Choisir son appli pour la randonnée
SMARTPHONE Nous avons comparé cinq applications parmi les plus populaires. Utiles pour planifier des itinéraires en famille ou entre amis, la plupart respectent peu la sphère privée.
Nous sommes partis en balade, direction Bâle-Campagne, en compagnie d’une guide du Club alpin suisse (CAS). Regina Zweifel, 59 ans, utilise des applications pour la randonnée depuis de nombreuses années. «Elles sont d’une grande aide pour planifier précisément les parcours et ne pas perdre la bonne orientation en chemin», estime cette accompagnatrice expérimentée.
Nous l’avons donc prise au mot. Pour réaliser notre test, nous nous sommes posé les questions suivantes: dans quelle mesure les applications permettent-elles de planifier des randonnées? Avec quelle précision indiquent-elles le bon chemin? Sont-elles faciles à utiliser? A côté de cela, nous avons demandé aux experts informatiques de Linuxfabrik de vérifier si ces applications respectent la protection des données personnelles. Voici les principaux résultats que nous avons obtenus…

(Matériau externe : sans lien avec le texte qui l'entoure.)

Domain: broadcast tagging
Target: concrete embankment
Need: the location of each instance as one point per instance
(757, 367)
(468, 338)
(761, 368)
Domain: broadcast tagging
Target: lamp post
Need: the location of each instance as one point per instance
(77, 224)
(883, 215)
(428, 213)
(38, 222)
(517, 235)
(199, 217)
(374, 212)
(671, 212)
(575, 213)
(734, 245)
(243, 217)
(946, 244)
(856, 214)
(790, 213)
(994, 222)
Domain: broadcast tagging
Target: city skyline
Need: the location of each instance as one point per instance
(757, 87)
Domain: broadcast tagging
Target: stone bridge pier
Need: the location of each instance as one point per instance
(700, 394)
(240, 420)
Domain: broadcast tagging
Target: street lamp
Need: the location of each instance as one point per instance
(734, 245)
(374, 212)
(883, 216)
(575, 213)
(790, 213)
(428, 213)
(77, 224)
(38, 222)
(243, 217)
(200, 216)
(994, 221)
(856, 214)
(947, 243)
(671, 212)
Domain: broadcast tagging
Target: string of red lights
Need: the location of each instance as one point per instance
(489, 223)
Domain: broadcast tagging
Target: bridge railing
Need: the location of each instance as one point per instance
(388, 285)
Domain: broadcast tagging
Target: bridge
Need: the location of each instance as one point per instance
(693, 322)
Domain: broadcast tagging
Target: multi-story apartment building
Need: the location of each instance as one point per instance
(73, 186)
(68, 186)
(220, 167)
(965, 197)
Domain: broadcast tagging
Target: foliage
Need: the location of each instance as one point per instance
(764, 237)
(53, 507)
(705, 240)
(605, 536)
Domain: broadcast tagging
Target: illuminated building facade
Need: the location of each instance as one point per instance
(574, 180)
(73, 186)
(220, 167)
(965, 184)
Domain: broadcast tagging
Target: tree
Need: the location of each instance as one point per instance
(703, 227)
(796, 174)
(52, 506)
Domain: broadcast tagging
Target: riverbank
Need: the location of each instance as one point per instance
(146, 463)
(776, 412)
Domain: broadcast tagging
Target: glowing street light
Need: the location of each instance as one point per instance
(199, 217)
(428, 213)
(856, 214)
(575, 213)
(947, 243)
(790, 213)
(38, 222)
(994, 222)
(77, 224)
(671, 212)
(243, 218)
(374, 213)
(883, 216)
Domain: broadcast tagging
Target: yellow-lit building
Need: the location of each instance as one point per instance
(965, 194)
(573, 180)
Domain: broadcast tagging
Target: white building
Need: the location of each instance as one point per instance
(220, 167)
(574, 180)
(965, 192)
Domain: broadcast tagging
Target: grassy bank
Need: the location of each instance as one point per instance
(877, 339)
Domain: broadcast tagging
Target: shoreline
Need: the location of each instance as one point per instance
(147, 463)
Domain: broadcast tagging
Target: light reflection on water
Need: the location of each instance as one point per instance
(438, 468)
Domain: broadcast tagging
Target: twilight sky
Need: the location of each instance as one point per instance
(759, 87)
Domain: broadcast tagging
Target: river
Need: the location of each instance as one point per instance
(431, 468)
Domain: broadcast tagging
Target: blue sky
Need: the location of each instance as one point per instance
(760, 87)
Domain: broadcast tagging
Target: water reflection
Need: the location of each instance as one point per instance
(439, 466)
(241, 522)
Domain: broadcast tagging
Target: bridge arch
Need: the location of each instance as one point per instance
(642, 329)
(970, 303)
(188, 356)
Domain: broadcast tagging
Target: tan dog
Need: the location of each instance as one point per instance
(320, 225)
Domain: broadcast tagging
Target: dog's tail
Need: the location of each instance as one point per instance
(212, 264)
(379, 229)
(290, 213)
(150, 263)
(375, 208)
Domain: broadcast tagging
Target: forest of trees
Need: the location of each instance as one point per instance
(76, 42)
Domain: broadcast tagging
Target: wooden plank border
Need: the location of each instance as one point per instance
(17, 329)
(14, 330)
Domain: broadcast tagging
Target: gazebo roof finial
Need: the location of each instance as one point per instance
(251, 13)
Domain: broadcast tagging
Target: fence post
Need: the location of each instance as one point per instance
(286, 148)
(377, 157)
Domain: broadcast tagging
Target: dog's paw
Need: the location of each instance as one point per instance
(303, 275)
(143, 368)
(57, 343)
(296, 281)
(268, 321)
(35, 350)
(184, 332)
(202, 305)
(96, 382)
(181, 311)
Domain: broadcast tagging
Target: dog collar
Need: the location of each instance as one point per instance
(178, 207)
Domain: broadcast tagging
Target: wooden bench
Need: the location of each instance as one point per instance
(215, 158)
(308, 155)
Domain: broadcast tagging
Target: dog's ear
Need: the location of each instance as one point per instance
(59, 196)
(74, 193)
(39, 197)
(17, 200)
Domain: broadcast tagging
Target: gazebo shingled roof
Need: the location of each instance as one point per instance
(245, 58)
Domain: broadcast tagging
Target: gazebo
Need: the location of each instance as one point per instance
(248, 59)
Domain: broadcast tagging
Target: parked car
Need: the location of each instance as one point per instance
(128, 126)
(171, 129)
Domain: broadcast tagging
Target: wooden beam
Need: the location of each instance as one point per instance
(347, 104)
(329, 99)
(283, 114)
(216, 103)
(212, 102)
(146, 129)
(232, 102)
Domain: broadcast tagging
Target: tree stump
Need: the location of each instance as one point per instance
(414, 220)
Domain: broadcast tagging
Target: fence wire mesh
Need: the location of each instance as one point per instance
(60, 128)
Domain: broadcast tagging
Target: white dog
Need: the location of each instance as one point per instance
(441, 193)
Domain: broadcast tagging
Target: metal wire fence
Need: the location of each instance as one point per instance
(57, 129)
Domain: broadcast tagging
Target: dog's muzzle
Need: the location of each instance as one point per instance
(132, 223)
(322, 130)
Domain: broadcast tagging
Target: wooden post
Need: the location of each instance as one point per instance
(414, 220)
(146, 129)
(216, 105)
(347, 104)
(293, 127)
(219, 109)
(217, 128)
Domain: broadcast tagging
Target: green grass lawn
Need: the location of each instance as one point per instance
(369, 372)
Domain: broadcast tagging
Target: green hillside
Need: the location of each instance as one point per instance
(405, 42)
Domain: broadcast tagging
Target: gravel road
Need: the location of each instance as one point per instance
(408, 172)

- Presque toutes les applications permettent de planifier ses propres itinéraires via les sites internet des fournisseurs ou directement sur un smartphone. Il est alors possible de calculer, au préalable, le nombre de kilomètres et la durée de la randonnée, mais aussi le dénivelé ainsi que le degré de difficulté du parcours choisi. Certaines applications, comme Suissemobile, Outdooractive ou Komoot proposent, en plus, des chemins de randonnée balisés et des tours que d’autres utilisateurs ont réalisés.
- Toutes les applications existent en version gratuite allégée. Mais seules les versions payantes permettent de télécharger des cartes sur son téléphone portable. On peut ainsi les utiliser y compris quand son smartphone n’est pas connecté à internet. A noter que l’application Swisstopo, de l’Office fédéral de topographie, permet de télécharger des cartes gratuitement (www.swisstopo.admin.ch).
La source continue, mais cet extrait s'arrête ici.